Consul Command line Query service _Consul Cluster high availability test

Through the failover test of Consul cluster, we can know its high availability working mechanism.

Consul Node IP address Role Consul version log path

Consul01192.168.101.11 server0.9.3 / var/log/consulconsul02192.168.101.12 server0.9.3 / var/log/consulconsul03192.168.101.13 se Rver (leader) 0.9.3 / var/log/consul

Note: We are verifying consul cluster’s high availability, not Geo Failover that comes with Consul.

Initial cluster status (ignored by client nodes)
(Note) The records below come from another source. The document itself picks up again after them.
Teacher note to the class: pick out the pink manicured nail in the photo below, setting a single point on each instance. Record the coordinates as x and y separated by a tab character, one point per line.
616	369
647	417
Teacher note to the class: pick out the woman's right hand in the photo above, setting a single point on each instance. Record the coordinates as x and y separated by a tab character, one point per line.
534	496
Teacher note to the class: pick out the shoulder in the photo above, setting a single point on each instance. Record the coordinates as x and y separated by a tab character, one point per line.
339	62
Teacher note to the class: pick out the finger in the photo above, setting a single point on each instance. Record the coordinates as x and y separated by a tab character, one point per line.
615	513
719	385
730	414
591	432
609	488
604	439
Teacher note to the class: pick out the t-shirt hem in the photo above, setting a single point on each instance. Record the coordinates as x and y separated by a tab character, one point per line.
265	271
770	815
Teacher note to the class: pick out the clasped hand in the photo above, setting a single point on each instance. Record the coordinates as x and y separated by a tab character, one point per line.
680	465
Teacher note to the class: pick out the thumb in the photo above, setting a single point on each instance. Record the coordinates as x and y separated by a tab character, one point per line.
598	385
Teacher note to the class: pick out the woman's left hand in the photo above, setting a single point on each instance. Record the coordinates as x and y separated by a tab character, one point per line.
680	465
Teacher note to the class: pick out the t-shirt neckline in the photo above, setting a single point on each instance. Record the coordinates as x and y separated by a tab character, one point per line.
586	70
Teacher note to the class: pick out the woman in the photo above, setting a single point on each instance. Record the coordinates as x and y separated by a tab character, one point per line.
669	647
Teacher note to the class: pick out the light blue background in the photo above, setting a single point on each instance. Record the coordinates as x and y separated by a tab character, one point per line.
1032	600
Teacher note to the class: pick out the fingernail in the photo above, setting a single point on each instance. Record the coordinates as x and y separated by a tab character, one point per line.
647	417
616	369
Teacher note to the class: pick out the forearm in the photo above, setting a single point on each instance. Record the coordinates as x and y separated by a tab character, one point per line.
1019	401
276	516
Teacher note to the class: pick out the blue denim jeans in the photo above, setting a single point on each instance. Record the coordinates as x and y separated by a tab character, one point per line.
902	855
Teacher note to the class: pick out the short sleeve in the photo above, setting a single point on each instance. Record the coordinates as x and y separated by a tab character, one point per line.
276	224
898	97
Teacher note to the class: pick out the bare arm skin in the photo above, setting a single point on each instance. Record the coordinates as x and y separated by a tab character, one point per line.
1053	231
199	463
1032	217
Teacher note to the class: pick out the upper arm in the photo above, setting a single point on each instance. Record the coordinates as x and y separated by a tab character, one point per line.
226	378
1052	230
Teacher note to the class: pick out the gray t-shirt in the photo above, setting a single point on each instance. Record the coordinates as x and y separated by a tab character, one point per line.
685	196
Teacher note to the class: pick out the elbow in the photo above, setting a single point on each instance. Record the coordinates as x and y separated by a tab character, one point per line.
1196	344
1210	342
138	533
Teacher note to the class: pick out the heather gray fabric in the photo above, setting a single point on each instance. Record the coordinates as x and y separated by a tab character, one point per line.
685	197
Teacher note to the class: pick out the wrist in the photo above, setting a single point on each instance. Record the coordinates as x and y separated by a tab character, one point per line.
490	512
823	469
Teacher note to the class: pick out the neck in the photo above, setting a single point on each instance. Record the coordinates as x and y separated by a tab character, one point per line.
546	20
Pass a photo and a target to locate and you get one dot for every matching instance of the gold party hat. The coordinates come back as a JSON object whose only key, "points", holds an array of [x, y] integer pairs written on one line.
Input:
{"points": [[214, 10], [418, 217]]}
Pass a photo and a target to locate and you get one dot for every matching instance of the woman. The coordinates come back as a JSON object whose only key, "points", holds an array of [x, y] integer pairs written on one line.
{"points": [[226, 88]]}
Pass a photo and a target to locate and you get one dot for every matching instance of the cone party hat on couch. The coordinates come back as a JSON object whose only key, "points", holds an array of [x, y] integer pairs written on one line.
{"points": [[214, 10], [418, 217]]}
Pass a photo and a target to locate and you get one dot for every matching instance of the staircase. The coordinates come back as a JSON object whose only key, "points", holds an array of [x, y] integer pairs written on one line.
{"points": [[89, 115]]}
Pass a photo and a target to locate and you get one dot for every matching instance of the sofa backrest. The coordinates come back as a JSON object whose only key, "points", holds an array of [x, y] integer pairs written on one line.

[root@consul01 consul]# ./consul operator raft list-peersNode ID Address State Voter RaftProtocolconsul02 192.168.101.12:8300 192.168.101.12:8300 follower true 2Consul03 192.168.101.13:8300 192.168.101.13:8300 1 [root@consul01 consul]#./consul membersNode Address Status Type Build Protocol DC Segmentconsul01 192.168.101.11:8301 Alive server 0.9.3 2 DC Consul02 192.168.101.12:8301 Alive Server 0.9.3 2 DC Consul03 192.168.101.13:8301 Alive Server 0.9.3 2 DC consul03...Copy the code

Consul of a TSOP domain is a cluster of three server nodes and theoretically supports a maximum of one server node failure. Therefore, we test whether a server node failure affects the cluster

Consul Cluster simulated fault test

§1. Stop a Follower Server node

Take the Consul01 node as an example

[root@consul01 consul]# systemctl stop consul 
Copy the code

Logs of other nodes

[root@consul02 ~]# tail -100 /var/log/consul 2019/02/12 02:30:38 [INFO] serf: EventMemberFailed: Consul01 [INFO] consul01: Handled member-failed event for server "consul01.dc" in area "wan" 2019/02/12 02:30:39 [INFO] serf: EventMemberLeave: Consul01 192.168.101.11Copy the code

View cluster information on other nodes

[root@consul03 consul]# ./consul operator raft list-peersNode ID Address State Voter RaftProtocolconsul02 192.168.101.12:8300 192.168.101.12:8300 follower true 2Consul03 192.168.101.13:8300 192.168.101.13:8300 2[root@consul03 consul]#./consul membersNode Address Status Type Build Protocol DC Segmentconsul01 192.168.101.11:8301 Left Server 0.9.3 2 DC consul02 192.168.101.12:8301 alive server 0.9.3 2 DC consul03 192.168.101.13:8301 alive server 0.9.3 2 dc...Copy the code

Check whether the cluster is running properly. (Query the registration service. If no service exists, manually create one using Consul API.)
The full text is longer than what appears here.